Одна строчка тянула за собой другую, следующую, еще одну… Неритмичный, сложный рисунок перекрывал старухины завывания, нелепые странные слова заставляли вслушиваться и вдумываться. Катя даже не думала, что мамино бормотание перед иконами так крепко засело у нее в голове.

Да не убо похитит мя сатана и похвалится…

С контролем над мыслями возвращался контроль над телом. Катя снова почувствовала, что у нее есть ноги и руки, ощутила спиной влажную простыню. Она поняла, что теперь сможет открыть глаза, но вместо этого продолжала твердить уже легко приходящие на ум строчки.

…Или хощу, спаси мя, или не хощу…

Рука дернулась, и Зарина – Катя узнала ее по мягкому прикосновению пухлой ладошки – придержала ее на лежанке. Незачем бабке знать, что Катя еще не превратилась в безвольно колышущуюся водоросль.

…Во вся дни живота моего, ныне и присно, и во веки веков.

– Ну вот. – Склянка звякнула о полку, страшная колыбельная смолкла, и Катя помимо воли глубоко вздохнула освобожденной грудью. – Готова наша девочка, готова ягодка. Давайте теперь ее поднимать, пора уже, пора, стемнело почти.

Маруся присела, закинула Катины руки себе на плечи и с хэканьем взвалила ее на себя. Зарина подбежала сзади и придержала Катину голову – вовремя, потому что та не успела сообразить расслабить шею. К счастью, Маруся ничего не заметила. Вдвоем они, пыхтя, протащили обмякшую девушку через дверной проем.

Солнце уже опустилось за лес, и в комнате с диванами стоял полумрак. В печке, за прозрачной дверцей, плясало пламя, бросая отсветы на бревенчатые стены. Здесь было куда прохладнее, чем в моечной, но Катя ощущала это только носом, на вдохе: разогретое тело стало совсем нечувствительным к холоду. Женщины дотащили ее до глубокого кресла, повернутого спинкой к печи. На кресле была расстелена огромная темно-бурая шкура мехом наружу, края которой свисали с подлокотников и сиденья до самого пола.

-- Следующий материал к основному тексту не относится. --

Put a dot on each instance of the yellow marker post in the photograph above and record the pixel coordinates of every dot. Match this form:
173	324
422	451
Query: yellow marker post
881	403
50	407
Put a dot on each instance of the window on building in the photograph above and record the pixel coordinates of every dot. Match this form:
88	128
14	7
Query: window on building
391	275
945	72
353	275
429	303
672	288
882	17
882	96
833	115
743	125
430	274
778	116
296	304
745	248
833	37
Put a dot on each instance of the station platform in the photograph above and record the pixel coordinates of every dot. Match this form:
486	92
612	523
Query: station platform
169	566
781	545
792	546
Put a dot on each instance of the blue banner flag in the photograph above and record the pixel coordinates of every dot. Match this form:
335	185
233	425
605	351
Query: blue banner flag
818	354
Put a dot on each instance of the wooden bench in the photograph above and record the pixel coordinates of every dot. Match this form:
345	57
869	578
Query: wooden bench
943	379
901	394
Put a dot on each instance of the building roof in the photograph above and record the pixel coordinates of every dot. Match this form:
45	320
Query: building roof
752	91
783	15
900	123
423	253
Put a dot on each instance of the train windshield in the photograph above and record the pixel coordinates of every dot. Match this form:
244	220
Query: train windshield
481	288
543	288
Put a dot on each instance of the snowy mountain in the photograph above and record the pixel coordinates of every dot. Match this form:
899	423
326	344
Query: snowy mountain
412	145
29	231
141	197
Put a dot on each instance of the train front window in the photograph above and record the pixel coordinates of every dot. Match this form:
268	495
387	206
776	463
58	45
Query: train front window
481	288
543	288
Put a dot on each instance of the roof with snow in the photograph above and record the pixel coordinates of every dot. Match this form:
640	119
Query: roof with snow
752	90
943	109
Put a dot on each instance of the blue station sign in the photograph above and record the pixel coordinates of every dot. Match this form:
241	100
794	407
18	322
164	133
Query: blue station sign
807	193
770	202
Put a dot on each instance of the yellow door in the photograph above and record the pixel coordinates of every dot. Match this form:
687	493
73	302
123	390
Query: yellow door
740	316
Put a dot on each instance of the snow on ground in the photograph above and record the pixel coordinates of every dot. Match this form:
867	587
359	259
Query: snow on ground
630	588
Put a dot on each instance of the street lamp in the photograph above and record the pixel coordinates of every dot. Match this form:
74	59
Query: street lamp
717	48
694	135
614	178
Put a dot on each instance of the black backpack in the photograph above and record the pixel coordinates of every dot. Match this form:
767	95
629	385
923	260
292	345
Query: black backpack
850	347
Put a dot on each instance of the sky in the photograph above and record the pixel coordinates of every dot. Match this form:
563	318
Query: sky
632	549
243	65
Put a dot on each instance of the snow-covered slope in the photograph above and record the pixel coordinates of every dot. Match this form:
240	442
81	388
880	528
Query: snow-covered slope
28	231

Катю сгрузили в кресло – мех ласково обнял обнаженную кожу. Пока Маруся заворачивала ее в шкуру и подтыкала края, Зарина выпростала из-под ее спины мокрые волосы и перекинула через спинку кресла. Катя почувствовала, как их зашевелило потоком теплого воздуха из печи. Огонь уютно гудел и потрескивал, как будто и не сожрал недавно все, что она принесла сюда с собой. Вот оно, самое надежное доказательство Зарининой правоты. Из уголка глаза по щеке скатилась слезинка. Катя сглотнула и задержала дыхание, чтобы не шмыгнуть носом.